Symphony 19

Neil sat down at his desk and half a dozen of the children moved quickly to their places. Some of the others looked at the clock and saw that they had five more minutes. Two of the boys ran out the door, and a handful of others began to look for their assigned seats.

They were a mosaic. They were very pale and very brown and every color in between. Like a mosaic, each piece was complete in itself, but put together would form a greater pattern. Now the mosaic was still a heap of multicolored stones, but the pattern would emerge. Neil’s job was to find it, without damaging any of the individuals in the process.

The bell rang. Those who were still wandering took their seats, and the boys who had left came running back. They were very docile, unsure, and even a little scared. This was their first year across the fence, with the big kids, and for many of them Neil would be their first male teacher.

Neil had known they would be different from high school students, but until now he had had no idea how different. They were meek (that would surely change), they were eager (he prayed that would not change), and they were tiny. Neil was nearly six feet tall, but he was used to looking up at many of his students. Here was a little girl — his seating chart told him it was Tanya Michelson — who could not be much more than four feet tall. He couldn’t even guess her weight; he had no standard for comparison. Tiny! And she wasn’t the only one; half the boys and a third of the girls were nearly as small.

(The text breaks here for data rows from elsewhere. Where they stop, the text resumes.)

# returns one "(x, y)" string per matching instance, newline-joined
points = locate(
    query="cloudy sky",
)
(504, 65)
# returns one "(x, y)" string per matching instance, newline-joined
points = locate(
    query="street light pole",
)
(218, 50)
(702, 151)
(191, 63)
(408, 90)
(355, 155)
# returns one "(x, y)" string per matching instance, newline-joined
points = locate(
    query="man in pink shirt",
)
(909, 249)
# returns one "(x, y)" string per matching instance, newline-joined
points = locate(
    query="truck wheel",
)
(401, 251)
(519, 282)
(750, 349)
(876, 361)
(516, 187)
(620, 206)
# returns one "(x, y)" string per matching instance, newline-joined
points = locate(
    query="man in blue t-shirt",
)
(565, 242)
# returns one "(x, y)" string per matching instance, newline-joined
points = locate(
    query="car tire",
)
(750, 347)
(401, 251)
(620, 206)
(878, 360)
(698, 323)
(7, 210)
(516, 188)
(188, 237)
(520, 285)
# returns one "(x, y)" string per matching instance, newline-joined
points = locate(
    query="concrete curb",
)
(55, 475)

Three of the students were still standing. One of them said, “Where do I sit?”

“What’s your name?”

“Rafael Ortiz.”

Without looking, Neil knew he had not seen that name. He asked, “Are you a sixth grader?”

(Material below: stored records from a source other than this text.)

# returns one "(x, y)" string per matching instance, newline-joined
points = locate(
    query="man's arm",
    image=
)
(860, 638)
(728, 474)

He was, and as he spoke two more students came in. There were a number of empty seats, so he had them sit anywhere while he took roll. Of the thirty-two students on his list, nine had not shown up. When he called Duarte Zavala, one of the new arrivals spoke up, and Neil shifted him to his assigned seat. Tim Galloway was home with the chicken pox, according to his neighbor, and would be back in about a week. Juan Rogers was in Mexico; they could expect him back in about a month. And nobody knew where Olivia Pinero was, except that she was out riding her bike last week so she hadn’t moved.

It was clear that the empty seats were nothing unusual to them, but Neil was amazed. He could count on one hand all the first-day absentees he had had in four years of teaching at his last school.

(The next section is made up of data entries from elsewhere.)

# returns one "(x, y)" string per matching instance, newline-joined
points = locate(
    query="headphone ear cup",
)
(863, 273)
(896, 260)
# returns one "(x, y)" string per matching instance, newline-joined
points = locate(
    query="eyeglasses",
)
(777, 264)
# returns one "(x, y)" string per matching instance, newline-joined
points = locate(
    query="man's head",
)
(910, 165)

Neil put down his class list and said, “Let’s finish that later. Everyone has a seat for now. If  you aren’t in the right place, or you aren’t on my list, we’ll take care of it, but first I want to introduce myself. I am Mr. McCrae. I will be taking Mrs. Wyatt’s place this year while she is having her baby.”

“She already had it!” Tanya Michelson interrupted. “She had it last night.”

Neil smiled at her and said, “That’s good news, Tanya, but you need to raise your hand before you speak. Otherwise things will get unruly.”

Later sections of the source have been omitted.